ISSUE 4.1
welcome
issue contents
contributors
interviews
our editors
The Fiction editors, Rappahannock Review: What writing strategies do you teach your English students? How, if at all, do you incorporate those in your own writing?
Beth Sherman: When I teach Creative Writing, I tell my students that crafting stories is similar to juggling several different elements at once – character, plot, dialogue, setting, temporality, etc. It’s difficult to do because most people tend to focus on one area, for example, dialogue, and they forget about everything else. The trick is to weave all these aspects of the story into a pattern, almost as if you’re stitching together a quilt. The best writers do this seamlessly; you’re not aware of it. For everyone else, it requires numerous drafts and constant attention to language, in other words, writing, re-writing, and then re-writing some more.
I sometimes get overly attached to the words I’ve typed on the screen. I don’t want to jettison them, even if doing so will benefit the story. So I created a file called “Overmatter” and I put phrases and whole paragraphs I’ve cut there; that way I feel like I haven’t lost them entirely.
RR: Both “Adephagia” and “The Blue Cup” deal with some very weighty topics (eating disorders and sexual assault). What draws you to write about these darker subjects?
BS: There has to be some kind of conflict in most stories, which propels the action and keeps the reader interested in what’s going to happen next. My conflict is usually generated from within by characters anxious about various unexpected and unwelcome events in their lives, situations they can’t control, circumstances they haven’t foreseen.
Sexual assault on college campuses is very much in the news today because of the so-called “rape culture” that is fueled by alcohol and is so pervasive across the country. I had read several accounts of young women being raped at private universities, where they were later ostracized and made to feel ashamed of coming forward. The young men who attacked them (many of whom were college athletes) ended up being protected by their college administrations. It got me thinking about the random nature of the assaults – how you could go to a party with friends, believing you were going to have fun and have your life changed inextricably forever.

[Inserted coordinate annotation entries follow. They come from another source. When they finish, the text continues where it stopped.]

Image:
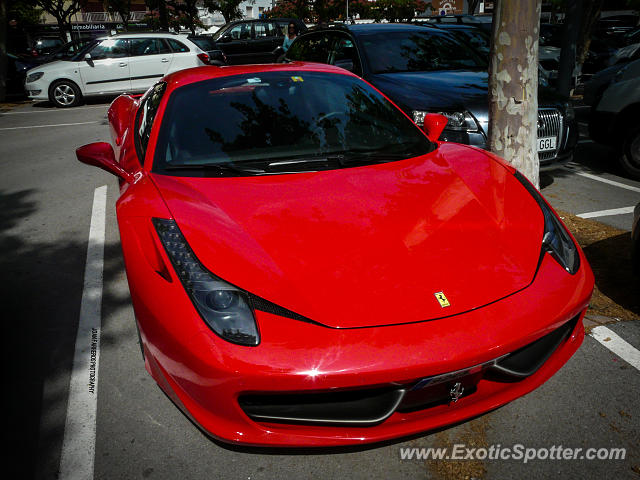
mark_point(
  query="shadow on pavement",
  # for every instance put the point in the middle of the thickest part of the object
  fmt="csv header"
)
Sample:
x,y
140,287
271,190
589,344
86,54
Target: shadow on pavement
x,y
610,260
41,292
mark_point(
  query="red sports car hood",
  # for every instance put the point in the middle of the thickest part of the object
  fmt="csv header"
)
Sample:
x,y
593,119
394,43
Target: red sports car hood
x,y
368,245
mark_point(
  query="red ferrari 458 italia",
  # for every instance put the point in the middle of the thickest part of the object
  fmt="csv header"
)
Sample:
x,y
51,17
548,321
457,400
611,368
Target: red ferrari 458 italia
x,y
308,267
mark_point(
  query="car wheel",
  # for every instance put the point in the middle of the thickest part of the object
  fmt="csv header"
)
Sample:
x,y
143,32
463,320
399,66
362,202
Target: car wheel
x,y
65,93
630,160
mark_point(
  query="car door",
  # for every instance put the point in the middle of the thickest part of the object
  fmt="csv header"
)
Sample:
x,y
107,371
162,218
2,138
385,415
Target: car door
x,y
264,41
235,44
343,53
150,60
107,69
313,47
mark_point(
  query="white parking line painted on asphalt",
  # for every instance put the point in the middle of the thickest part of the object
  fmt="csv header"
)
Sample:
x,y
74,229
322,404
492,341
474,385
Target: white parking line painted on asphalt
x,y
605,213
78,446
603,180
50,110
54,125
617,345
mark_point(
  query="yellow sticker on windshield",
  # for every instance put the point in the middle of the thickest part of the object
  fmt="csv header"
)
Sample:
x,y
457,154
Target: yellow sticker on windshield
x,y
442,299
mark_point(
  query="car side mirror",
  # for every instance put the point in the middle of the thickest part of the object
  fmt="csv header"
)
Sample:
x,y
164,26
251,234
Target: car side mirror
x,y
100,154
347,64
433,125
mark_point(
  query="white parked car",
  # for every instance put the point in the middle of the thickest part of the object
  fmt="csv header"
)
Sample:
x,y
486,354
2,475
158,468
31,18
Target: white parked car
x,y
112,65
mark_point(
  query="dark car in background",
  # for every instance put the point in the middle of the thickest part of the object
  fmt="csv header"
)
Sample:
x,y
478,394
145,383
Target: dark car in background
x,y
253,41
480,21
424,69
615,118
207,44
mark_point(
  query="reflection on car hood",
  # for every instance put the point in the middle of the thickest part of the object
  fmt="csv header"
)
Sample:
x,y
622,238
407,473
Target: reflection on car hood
x,y
52,66
450,90
446,90
369,245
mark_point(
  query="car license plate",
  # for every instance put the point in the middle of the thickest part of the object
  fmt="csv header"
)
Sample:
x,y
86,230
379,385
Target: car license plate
x,y
547,143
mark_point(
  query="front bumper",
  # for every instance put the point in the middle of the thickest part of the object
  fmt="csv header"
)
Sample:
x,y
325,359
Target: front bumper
x,y
567,139
207,377
38,90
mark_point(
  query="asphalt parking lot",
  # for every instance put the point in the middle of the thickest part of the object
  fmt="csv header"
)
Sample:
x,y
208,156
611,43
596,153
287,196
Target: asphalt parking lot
x,y
48,203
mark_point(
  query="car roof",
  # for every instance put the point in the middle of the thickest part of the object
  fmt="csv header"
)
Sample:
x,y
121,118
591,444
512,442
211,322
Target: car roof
x,y
198,74
144,35
362,28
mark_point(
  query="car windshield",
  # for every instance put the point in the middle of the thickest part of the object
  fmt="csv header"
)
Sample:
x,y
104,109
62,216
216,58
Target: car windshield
x,y
418,52
273,120
476,38
84,50
204,43
225,28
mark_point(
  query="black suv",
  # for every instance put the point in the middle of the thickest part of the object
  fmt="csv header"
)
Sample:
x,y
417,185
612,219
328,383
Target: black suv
x,y
425,69
253,41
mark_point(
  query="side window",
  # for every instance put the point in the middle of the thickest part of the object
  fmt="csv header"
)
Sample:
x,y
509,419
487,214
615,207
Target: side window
x,y
262,30
176,46
276,30
110,48
147,46
146,114
242,31
344,54
310,48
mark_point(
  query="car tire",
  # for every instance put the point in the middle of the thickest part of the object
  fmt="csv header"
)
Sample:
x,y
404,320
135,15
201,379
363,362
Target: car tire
x,y
630,159
65,94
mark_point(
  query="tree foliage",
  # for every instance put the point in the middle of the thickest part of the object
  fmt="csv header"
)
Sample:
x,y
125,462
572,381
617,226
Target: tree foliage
x,y
319,11
184,14
23,13
230,9
62,11
122,8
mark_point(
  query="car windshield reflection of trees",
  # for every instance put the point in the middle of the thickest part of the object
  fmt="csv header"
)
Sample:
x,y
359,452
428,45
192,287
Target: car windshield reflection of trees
x,y
292,116
419,53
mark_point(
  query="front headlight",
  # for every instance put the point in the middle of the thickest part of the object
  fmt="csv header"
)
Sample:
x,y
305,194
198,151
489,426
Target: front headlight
x,y
570,113
223,307
556,240
32,77
459,121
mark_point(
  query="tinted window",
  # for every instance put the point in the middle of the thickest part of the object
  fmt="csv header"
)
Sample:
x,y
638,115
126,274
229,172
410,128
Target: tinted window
x,y
148,46
177,46
263,29
417,52
110,48
242,31
281,115
205,43
146,115
344,54
310,48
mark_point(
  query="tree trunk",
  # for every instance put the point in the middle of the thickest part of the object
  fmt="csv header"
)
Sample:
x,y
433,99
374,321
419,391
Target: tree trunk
x,y
590,14
570,32
164,18
513,85
3,50
125,20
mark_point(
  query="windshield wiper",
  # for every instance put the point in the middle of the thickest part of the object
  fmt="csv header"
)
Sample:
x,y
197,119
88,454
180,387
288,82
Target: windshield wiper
x,y
307,163
221,168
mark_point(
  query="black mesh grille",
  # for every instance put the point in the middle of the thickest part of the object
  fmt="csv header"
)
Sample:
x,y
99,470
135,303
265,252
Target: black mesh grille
x,y
266,306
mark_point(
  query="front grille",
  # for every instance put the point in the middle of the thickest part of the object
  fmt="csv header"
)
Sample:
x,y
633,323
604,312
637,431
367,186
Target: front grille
x,y
360,407
549,125
371,406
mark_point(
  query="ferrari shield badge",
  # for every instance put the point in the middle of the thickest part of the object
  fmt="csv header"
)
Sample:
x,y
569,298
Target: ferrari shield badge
x,y
442,299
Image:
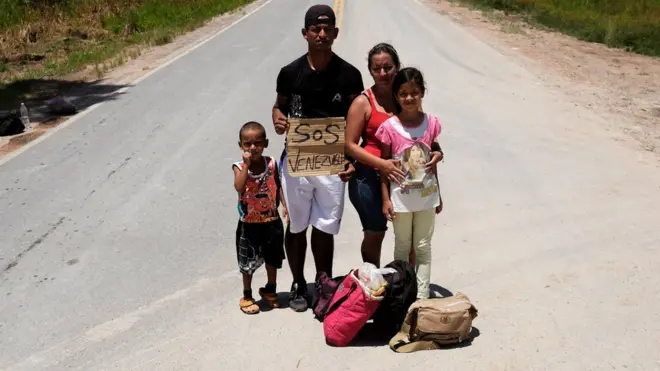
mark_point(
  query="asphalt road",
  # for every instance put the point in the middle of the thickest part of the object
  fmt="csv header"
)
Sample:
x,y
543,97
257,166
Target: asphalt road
x,y
117,233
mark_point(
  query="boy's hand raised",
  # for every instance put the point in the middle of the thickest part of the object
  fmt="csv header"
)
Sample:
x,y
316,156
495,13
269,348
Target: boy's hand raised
x,y
281,124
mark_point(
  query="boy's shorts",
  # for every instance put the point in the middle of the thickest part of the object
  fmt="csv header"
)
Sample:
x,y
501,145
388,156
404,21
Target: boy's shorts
x,y
313,200
259,243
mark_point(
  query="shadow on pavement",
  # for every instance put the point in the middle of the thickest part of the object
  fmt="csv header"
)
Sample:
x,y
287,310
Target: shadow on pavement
x,y
36,92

The eating disorder story is part of a series I’m working on about mythology. For some people, food is an obsession and at its core, my work always involves people who are fixated on something, whether that involves love or family or work or an intangible desire that they want but can’t have.
RR: The reverse structure of “The Blue Cup” manages to capture both the horror and mundanity of the narrator’s experiences on the day that she was sexually assaulted. What inspired you to frame your story in this way?
BS: I kept thinking about the fact that the unnamed narrator of the story didn’t know what was about to happen to her, how she probably went over the sequence of events in her head dozens of times, replaying it over and over again, hoping for a different outcome. I’ve read articles that said victims of sexual assault sometimes blame themselves erroneously for what has happened to them and I imagined this young woman thinking, “if only” I had gone to the movies instead of the party, “if only” I had talked to another guy instead of Jake, “if only” I had stayed home and finished my English paper, “if only” I hadn’t taken a drink from the blue cup. She did nothing wrong. But each random step she took brought her closer to being attacked. So I had the idea of telling the story backwards, for her to make sense of it and process it that way, ending with her waking up in bed, happy and content, like it was going to be the start of any other normal day.
RR: Both “Adephagia” and “The Blue Cup” deal with underlying issues of control and the loss thereof. Is this something that you have experienced in your own writing?
BS: Writing is about control, to a large extent. I always think of it as a balancing act between your creative right brain side and your more logical left brain side, which has to take all those craft elements I talked about before into consideration. I’m definitely more of a left brain person. I don’t like to get messy on the page. I’m always going back and re-reading my sentences, fixing things, editing. My background is in journalism, so I’m used to a good deal of structure in my writing. Sometimes I think I should be listening to my characters more instead of telling them what to do! That’s me wanting to drive the bus. But at the end of the day, it’s really a combination of the two. Someone famous (I forget who) once said that writing is like driving down a dark road with your low beams on. You can’t really see that far ahead of you and I suppose that’s true.
RR: You write in many different genres, such as poetry and mystery novels. What appeals to you about the short story form?
BS: The short story is actually my favorite genre. I love reading them and I love writing them. Because I don’t have all that much space, I can capture a moment in time or a quick snapshot of a character’s life much more easily and deftly than in a novel, which requires a greater investment. (Each of my novels took at least a year to write). Unlike a poem, I don’t have to worry about each word being absolutely gorgeous and meaningful. For me, the best short stories are like great cupcakes – quickly consumed, colorful, memorable, and satisfying.